How to Stop Arguing and Communicate With Your Spouse About Money
There are few subjects that can spark an argument as quickly as money. You are well aware of the statistics that state money is the biggest contributor to divorce. In over 25 years of working with families, I have seen my share of disagreements. So, what is the answer? How do you communicate without arguing?
Well, one PR agent sent me a pitch for a show promoting an author that wants to talk about how to win arguments when communicating with your spouse. I didn’t see the point in doing that interview. After all, I don’t think the answer is to become a more effective “arguer.”
I think that it comes down to rethinking the situation and changing the way you look at communication. Before I go on, I do have a disclaimer to what I believe to be true principles of communication. First, if there have been issues for many years, this isn’t going to change over night. It will take work. Second, you have to make a commitment to change. That is the only way it works.
Leave your ego at the door or said another way, lose the need to be right
The vast majority of money arguments are about one person being right and the other being wrong. That is pure and simple ego. Who cares who is right? Leave that ego at the door. If you are going to be right, you have to make the other person wrong.
Seek first to understand and then be understood or said another way, show respect
This is an old Stephen Covey principle that is so powerful. Step into your spouse’s situation and work to see it from their side. Once you understand them, help them understand your point of view through the lens of your new understanding. They will be more willing to accept how you feel given that you have extended that luxury first.

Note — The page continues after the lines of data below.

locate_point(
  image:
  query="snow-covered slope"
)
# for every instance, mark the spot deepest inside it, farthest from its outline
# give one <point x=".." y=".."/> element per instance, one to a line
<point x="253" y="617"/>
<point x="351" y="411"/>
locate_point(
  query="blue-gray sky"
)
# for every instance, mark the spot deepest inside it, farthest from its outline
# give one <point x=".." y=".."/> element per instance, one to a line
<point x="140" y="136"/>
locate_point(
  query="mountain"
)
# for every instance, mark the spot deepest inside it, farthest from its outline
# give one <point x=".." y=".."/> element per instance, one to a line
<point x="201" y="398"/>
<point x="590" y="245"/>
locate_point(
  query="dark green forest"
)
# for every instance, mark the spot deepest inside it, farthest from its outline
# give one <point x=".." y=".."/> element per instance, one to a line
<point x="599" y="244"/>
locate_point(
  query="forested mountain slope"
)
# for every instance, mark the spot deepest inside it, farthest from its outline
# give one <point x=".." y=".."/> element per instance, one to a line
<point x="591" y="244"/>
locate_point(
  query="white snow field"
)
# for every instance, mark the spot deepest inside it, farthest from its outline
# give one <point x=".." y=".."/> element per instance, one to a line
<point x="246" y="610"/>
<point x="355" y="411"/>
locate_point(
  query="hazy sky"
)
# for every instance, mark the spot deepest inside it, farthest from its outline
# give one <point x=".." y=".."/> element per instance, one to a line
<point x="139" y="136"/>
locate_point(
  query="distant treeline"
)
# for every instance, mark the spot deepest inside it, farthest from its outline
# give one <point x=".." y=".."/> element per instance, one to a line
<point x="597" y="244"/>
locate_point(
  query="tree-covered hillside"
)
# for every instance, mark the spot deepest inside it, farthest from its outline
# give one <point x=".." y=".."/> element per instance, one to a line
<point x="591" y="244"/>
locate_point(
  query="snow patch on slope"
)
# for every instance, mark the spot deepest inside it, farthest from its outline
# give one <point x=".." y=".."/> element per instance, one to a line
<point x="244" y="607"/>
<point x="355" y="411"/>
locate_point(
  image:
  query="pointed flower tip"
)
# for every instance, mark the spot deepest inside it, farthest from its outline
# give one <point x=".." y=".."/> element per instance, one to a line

Show some grace or said another way, just do what God extends to us everyday
I have an old saying. Unless you are perfect, show Grace. Dealing with money is not easy. We all make dumb decisions or have made mistakes at one time or another. Just show your spouse some grace and understanding when mistakes are made. By doing so, you are building a valuable element into your relationship – trust.
Pray before you discuss or said another way invite God to the discussion
It is real difficult to argue with God sitting at the table.
I know what you are thinking. My spouse would never buy into any of this. There is a lot of baggage. That may be true. This is why to create a deeper relationship sometimes you have to take the lead and model the change for the other person. Be those principles and don’t accept anything less. Remember that it takes two to argue. Most importantly, realize that only God can change a person’s heart. Pray for that change. The alternative isn’t worth it in the end.